Si aujourd'hui on lui demande des macarons aux algues et d'autres aux betteraves, ganache de fraises et d'estragon "Meredith", c'est qu'il a l'inspiration, l'instinct, la créativité. Il crée "Ma Chérie" il y a trois ans, louant d'abord la cuisine de son ancien restaurant. Une entreprise naissante, nécessairement fragile mais galvanisée et portée par la détermination d'un seul homme. Des éléments simples, paraissant futiles, sont parfois une véritable problématique. Lorsqu'il a fallu changer de cuisine il y deux ans et "tout recommencer à zéro", ou s'adapter à l'humidité de la Nouvelle-Zélande, il a rebondi.
Toutes les entreprises sont nécessairement sujettes à un peu de chance et surtout, des opportunités. Il a fallu qu'un membre de "Masterchef New Zealand" remarque les macarons du pâtissier français dans un de ses points de vente, C fromage, à Auckland, puis "ça décolle", tout se débloque.

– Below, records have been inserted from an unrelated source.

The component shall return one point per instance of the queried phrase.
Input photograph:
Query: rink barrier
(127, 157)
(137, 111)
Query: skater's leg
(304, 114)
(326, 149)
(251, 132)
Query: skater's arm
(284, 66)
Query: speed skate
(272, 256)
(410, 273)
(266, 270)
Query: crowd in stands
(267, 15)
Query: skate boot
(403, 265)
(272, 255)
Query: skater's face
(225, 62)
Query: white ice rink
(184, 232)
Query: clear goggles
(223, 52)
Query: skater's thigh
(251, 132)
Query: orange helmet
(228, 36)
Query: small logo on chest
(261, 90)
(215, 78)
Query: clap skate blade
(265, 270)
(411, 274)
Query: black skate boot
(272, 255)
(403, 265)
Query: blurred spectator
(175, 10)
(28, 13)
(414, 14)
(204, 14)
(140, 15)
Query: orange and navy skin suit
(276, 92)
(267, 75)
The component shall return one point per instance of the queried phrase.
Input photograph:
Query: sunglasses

Dès lors, l'équipe de Masterchef lui propose de fabriquer une tour de macarons pour la finale. Le chef a logiquement saisi sans hésiter cette formidable chance. Se faire connaître et attirer des clients, voilà le plus périlleux. Une autre facette du métier de cuisinier, sur laquelle il faut se concentrer sans toutefois se laisser entraîner par la médiatisation extrême, et donc dénaturer sa profession. C'est pourquoi Guillaume Nicoli ne participe que tous les deux mois à "Good morning" sur One. Sa place et sa passion le poussent vers les cuisines. La "télévision reste un outil." A la manière de Thierry Mulhaupt, il reste près de ses créations quotidiennes, pour scruter, vérifier, ou disséquer et éviter qu'elles ne tombent dans une routine distraite. Etre intransigeant, encore un autre secret.

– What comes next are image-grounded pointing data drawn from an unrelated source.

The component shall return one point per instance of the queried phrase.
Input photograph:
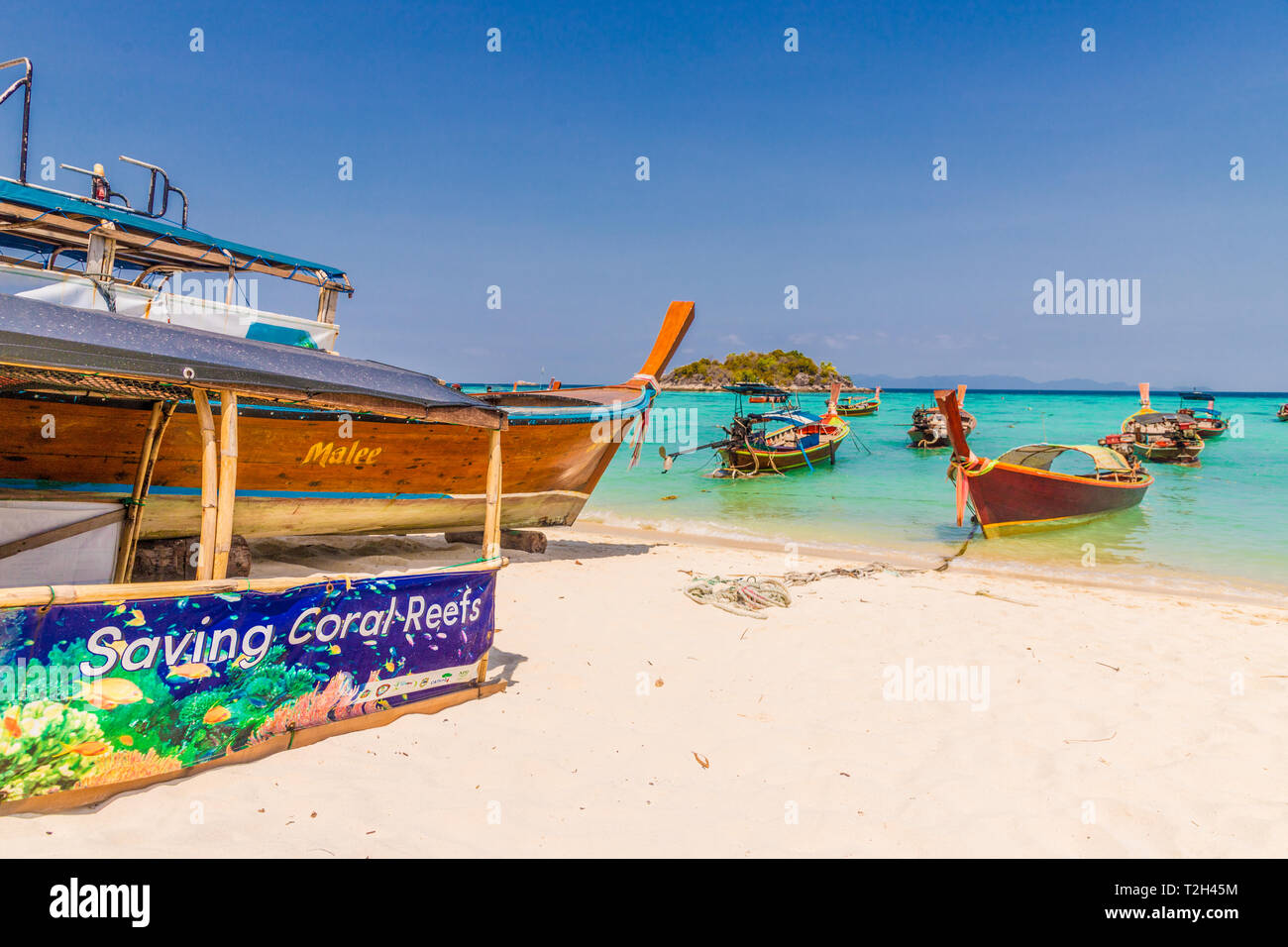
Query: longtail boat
(1207, 420)
(115, 684)
(316, 471)
(1020, 492)
(1157, 437)
(851, 406)
(928, 428)
(789, 438)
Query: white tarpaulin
(77, 560)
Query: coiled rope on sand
(746, 595)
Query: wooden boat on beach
(1020, 492)
(853, 406)
(928, 428)
(1157, 437)
(314, 471)
(120, 684)
(1207, 420)
(776, 442)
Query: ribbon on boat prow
(949, 403)
(102, 696)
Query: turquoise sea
(1223, 525)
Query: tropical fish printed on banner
(104, 692)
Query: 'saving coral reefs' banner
(103, 692)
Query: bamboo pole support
(134, 527)
(124, 544)
(166, 414)
(227, 482)
(209, 486)
(492, 515)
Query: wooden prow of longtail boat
(679, 317)
(951, 408)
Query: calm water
(1225, 522)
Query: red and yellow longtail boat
(928, 428)
(1020, 492)
(851, 406)
(800, 441)
(1159, 437)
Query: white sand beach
(1113, 723)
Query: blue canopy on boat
(754, 388)
(55, 202)
(795, 418)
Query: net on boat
(13, 377)
(1039, 457)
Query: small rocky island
(790, 369)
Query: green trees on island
(778, 368)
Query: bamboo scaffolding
(492, 515)
(209, 486)
(132, 509)
(492, 521)
(227, 482)
(129, 540)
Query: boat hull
(935, 437)
(297, 474)
(1010, 499)
(1183, 453)
(759, 460)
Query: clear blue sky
(768, 167)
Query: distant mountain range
(1012, 382)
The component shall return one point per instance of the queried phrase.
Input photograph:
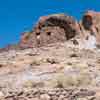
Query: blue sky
(17, 16)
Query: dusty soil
(70, 68)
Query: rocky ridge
(58, 60)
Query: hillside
(58, 60)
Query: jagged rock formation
(61, 27)
(50, 29)
(49, 63)
(90, 25)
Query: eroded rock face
(50, 29)
(90, 25)
(59, 28)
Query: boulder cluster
(61, 27)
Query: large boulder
(90, 25)
(50, 29)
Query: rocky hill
(58, 60)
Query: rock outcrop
(60, 28)
(50, 29)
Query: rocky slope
(58, 60)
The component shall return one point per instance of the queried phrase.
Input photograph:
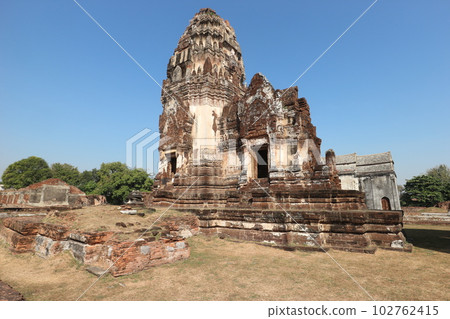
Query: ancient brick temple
(242, 157)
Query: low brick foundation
(51, 193)
(361, 231)
(100, 248)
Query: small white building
(372, 174)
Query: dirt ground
(225, 270)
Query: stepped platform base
(350, 230)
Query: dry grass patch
(224, 270)
(108, 218)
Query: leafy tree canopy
(88, 181)
(116, 181)
(26, 172)
(423, 190)
(441, 172)
(66, 172)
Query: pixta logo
(142, 151)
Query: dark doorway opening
(385, 203)
(173, 162)
(263, 167)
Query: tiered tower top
(208, 46)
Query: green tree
(116, 181)
(442, 172)
(26, 172)
(66, 172)
(423, 190)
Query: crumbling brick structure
(52, 192)
(227, 144)
(101, 249)
(246, 159)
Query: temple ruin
(247, 160)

Depuis maintenant trois ans, Guillaume Nicoli est constamment présent dans les cuisines. De quelques centaines de macarons par semaine, il est aujourd'hui à la tête d'une équipe de cinq, dont deux formés en France.

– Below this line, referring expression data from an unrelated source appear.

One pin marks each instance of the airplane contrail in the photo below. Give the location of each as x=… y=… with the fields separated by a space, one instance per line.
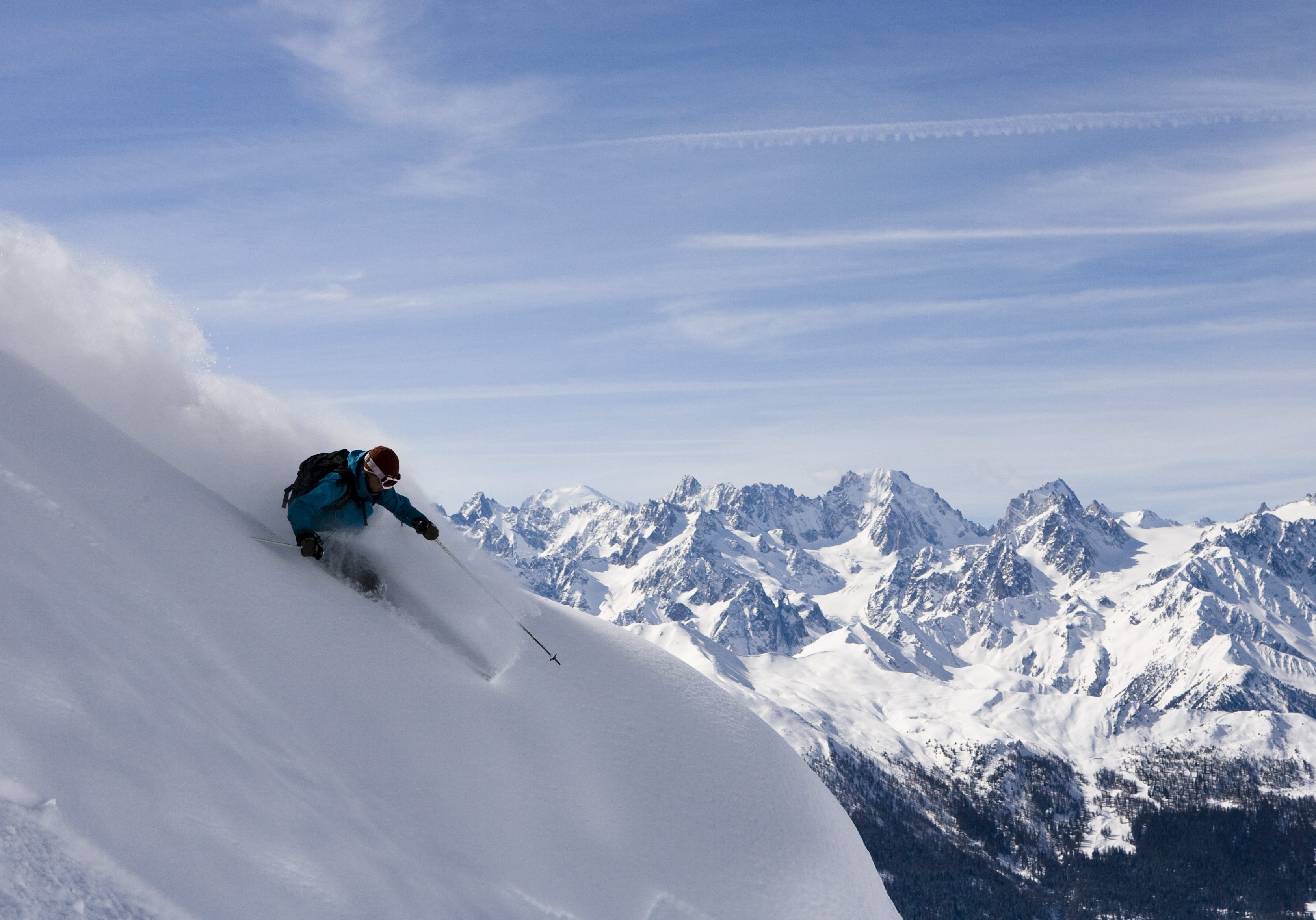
x=913 y=131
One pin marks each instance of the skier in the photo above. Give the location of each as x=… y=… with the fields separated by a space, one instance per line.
x=341 y=490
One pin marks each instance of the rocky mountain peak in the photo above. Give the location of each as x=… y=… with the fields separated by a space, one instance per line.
x=686 y=490
x=1030 y=505
x=477 y=508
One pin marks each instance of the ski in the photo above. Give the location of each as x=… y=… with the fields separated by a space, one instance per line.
x=275 y=543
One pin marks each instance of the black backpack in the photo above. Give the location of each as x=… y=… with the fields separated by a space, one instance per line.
x=318 y=466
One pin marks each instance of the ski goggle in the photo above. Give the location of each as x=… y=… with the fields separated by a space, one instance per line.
x=386 y=480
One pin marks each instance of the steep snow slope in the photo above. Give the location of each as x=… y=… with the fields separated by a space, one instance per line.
x=223 y=730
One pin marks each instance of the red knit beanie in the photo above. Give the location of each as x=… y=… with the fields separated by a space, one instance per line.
x=386 y=460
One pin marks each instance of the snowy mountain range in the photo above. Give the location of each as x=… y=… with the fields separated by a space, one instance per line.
x=1033 y=690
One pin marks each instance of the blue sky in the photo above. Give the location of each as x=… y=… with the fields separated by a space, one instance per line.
x=565 y=243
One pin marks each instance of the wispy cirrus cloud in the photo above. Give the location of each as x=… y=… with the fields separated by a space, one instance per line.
x=351 y=49
x=995 y=127
x=986 y=235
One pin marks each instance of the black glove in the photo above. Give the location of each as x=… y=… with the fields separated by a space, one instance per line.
x=311 y=545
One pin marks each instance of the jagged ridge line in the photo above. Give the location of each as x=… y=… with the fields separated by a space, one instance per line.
x=1006 y=126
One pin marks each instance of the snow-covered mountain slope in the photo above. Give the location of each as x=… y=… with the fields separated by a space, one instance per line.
x=198 y=724
x=875 y=619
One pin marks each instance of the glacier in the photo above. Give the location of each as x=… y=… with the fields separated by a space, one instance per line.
x=1033 y=689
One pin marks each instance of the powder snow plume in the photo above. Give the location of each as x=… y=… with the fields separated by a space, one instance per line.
x=125 y=349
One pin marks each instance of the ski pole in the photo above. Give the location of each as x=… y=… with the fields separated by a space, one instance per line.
x=460 y=565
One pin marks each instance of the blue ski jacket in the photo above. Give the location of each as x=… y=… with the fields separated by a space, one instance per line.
x=355 y=502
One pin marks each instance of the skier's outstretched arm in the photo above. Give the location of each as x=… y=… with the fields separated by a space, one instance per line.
x=407 y=514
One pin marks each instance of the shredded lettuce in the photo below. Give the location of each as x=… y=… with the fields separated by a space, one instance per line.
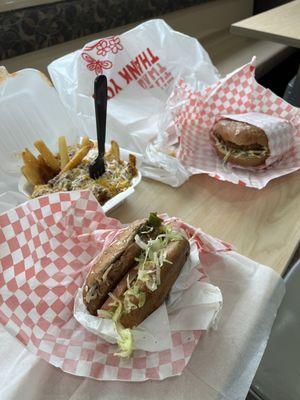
x=105 y=314
x=150 y=262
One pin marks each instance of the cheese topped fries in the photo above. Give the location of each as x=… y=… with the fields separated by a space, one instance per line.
x=69 y=169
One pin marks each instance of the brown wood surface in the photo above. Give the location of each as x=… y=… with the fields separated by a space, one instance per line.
x=280 y=24
x=262 y=224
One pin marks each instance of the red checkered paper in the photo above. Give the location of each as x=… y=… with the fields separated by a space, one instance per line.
x=46 y=245
x=238 y=93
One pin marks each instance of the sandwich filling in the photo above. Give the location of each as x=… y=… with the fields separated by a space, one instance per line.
x=244 y=151
x=144 y=277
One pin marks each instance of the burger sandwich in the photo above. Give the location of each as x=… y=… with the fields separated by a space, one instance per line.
x=240 y=143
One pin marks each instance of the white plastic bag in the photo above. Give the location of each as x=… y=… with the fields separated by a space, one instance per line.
x=142 y=66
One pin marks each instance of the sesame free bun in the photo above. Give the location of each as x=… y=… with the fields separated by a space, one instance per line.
x=240 y=143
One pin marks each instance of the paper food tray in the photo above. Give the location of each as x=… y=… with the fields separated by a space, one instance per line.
x=30 y=109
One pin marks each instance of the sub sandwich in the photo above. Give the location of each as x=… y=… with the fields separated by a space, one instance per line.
x=135 y=274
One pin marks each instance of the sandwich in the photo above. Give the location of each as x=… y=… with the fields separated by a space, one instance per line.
x=240 y=143
x=134 y=275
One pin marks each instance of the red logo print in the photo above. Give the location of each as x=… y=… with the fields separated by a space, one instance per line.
x=96 y=65
x=104 y=46
x=115 y=44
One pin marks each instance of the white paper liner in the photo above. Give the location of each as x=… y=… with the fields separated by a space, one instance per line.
x=193 y=305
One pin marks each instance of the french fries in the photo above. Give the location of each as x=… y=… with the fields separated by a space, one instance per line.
x=77 y=158
x=39 y=170
x=86 y=142
x=30 y=159
x=63 y=152
x=114 y=152
x=31 y=168
x=132 y=164
x=47 y=155
x=46 y=172
x=32 y=175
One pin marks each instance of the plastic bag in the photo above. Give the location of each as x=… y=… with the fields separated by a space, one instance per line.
x=142 y=66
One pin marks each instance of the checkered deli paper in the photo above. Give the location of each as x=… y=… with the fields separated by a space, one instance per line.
x=46 y=245
x=237 y=96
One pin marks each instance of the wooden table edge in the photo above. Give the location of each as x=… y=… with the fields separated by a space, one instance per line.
x=237 y=29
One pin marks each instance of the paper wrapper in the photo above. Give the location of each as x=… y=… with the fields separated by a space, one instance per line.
x=195 y=112
x=46 y=245
x=142 y=66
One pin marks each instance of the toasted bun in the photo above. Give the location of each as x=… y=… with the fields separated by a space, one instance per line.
x=240 y=133
x=176 y=254
x=119 y=258
x=243 y=161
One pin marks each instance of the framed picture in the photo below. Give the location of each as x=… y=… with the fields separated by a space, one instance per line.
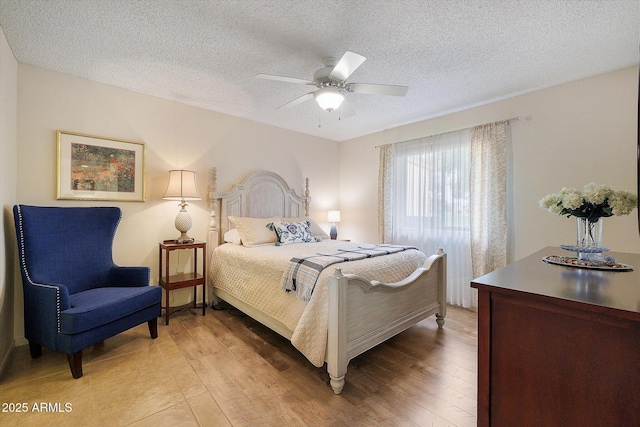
x=98 y=168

L'objectif est d'abord de se créer "un nom", essayer de s'adapter et d'utiliser les recettes françaises pour délivrer des saveurs de qualité. Les macarons sont minimalistes et élitistes en Nouvelle-Zélande, le goût est inhabituel pour les kiwis et souvent troublant. A 34 ans, Guillaume Nicoli, par sa force de caractère et son talent, a commencé une aventure qui grandit d'année en année et offre des macarons conquérants, qui font voyager et transportent nos sens. L'héritage culinaire français est entre de bonnes douilles.